No. Think of your AC, but in reverse. When it's warm out, the HP will breeze along sipping energy like the AC does on a cool day. When it's cool out, the HP will bog down and smoke your electric meter spinny thing just like the AC would when it's 110 degrees.

At 70 degrees the HP efficiency falls off a cliff. At 60, it may or may not work at all. It may hang on a bit longer with the water already warm, but either way you are pushing its capabilites.

You want a solar cover to greatly reduce evaporation which is where most of your overnight heat loss comes from. When it warms up during the day, you will only have to make up a few degrees and it will be wallet friendly for the HP to do so in favorable conditions.
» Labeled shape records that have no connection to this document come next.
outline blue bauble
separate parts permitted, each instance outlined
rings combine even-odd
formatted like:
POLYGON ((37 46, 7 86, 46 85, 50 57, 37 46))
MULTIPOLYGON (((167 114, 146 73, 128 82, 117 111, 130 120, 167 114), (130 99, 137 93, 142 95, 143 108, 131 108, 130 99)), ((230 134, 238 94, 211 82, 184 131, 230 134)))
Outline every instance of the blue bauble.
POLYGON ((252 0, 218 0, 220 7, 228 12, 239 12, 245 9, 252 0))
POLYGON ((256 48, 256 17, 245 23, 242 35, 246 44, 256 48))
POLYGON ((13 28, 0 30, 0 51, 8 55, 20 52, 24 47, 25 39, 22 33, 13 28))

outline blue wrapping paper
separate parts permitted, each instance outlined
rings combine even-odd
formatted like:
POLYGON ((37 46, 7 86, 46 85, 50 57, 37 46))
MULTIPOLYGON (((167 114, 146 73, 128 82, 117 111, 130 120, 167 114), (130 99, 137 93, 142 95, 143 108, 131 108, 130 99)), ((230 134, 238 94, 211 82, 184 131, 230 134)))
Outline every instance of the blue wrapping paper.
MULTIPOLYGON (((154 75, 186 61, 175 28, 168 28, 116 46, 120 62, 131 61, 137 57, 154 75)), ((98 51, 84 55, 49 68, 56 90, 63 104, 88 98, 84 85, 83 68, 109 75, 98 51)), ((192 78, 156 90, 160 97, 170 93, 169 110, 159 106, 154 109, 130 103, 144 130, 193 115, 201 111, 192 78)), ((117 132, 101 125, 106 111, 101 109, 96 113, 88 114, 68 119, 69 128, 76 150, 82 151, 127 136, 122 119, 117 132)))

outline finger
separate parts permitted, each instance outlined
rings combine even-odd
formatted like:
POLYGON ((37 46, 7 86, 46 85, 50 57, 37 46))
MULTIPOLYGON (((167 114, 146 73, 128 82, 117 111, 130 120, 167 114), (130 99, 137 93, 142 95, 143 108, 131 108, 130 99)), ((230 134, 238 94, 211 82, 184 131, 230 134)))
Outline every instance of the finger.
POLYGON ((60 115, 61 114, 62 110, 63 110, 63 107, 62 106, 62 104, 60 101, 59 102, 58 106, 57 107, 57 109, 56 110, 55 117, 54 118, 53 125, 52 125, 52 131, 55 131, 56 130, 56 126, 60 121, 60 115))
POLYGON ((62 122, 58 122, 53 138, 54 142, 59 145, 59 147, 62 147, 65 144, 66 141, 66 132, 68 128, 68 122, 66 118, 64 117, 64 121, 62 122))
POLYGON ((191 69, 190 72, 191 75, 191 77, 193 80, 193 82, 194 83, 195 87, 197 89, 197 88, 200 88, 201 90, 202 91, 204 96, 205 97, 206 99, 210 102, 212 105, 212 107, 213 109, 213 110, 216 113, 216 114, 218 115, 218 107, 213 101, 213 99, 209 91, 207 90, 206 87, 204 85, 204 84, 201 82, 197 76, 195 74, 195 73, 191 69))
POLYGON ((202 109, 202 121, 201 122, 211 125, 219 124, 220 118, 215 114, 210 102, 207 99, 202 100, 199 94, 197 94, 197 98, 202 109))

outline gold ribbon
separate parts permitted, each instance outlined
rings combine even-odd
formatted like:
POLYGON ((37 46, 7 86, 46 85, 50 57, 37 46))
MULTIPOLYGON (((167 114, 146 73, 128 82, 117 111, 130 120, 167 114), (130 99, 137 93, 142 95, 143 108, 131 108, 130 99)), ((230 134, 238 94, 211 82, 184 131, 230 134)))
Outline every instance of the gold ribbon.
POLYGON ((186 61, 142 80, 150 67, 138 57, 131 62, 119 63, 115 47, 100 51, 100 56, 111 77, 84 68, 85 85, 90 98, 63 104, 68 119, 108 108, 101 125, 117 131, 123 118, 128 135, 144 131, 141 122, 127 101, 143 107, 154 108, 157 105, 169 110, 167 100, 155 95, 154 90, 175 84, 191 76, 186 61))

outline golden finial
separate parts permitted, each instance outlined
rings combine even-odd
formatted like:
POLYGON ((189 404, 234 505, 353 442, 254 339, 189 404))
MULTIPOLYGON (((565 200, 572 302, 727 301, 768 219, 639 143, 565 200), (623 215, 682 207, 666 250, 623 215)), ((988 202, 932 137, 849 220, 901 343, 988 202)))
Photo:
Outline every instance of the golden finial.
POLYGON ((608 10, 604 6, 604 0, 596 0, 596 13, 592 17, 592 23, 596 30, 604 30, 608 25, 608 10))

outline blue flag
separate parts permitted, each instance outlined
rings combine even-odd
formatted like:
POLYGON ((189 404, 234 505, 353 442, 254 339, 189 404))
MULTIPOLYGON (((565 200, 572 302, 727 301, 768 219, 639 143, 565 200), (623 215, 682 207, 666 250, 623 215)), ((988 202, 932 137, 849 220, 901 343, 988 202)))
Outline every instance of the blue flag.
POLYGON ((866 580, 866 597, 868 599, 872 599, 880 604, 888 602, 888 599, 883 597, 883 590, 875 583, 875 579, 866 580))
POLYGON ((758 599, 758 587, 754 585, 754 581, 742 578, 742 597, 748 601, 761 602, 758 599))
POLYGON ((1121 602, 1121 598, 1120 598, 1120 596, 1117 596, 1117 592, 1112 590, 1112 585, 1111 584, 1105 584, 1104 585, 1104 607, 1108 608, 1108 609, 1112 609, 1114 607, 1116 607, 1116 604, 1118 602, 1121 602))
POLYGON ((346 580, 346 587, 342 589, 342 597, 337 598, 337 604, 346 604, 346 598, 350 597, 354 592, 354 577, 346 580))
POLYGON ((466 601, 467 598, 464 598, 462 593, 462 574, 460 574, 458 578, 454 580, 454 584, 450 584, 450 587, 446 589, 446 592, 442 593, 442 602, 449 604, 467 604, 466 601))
You only need the cover at season extending times. Once it's TX hot out, you'll welcome it cooling off down to only boiling.
 
This is our first spring having our pool. I am trying to figure out the best balance between letting the kids swim and killing our electricity. We have an electric heat pump, no gas. From what I have read, heat pumps cannot heat the water when the air temp is below about 50 Fahrenheit. My question - is it worthwhile running the heater overnight when the temp drops into the 40s? Even if it cannot heat the pool further, does it conserve energy vs turning the heat on mid morning when it warms up a bit?
Looks like that model has defrost, so its designed to work in colder temps. But - it doesnt work off inverter technology, so youre basically looking at burning 6kw while its running. Since its not variable speed you save money when its off as opposed to just letting it continuously run.

You'd need to see how long it runs to heat your pool up when you turn it on during warmer temps to recover lost temps, vs how much it runs all day/night when temps dip. Less run time is what you're after (opposite an inverter system).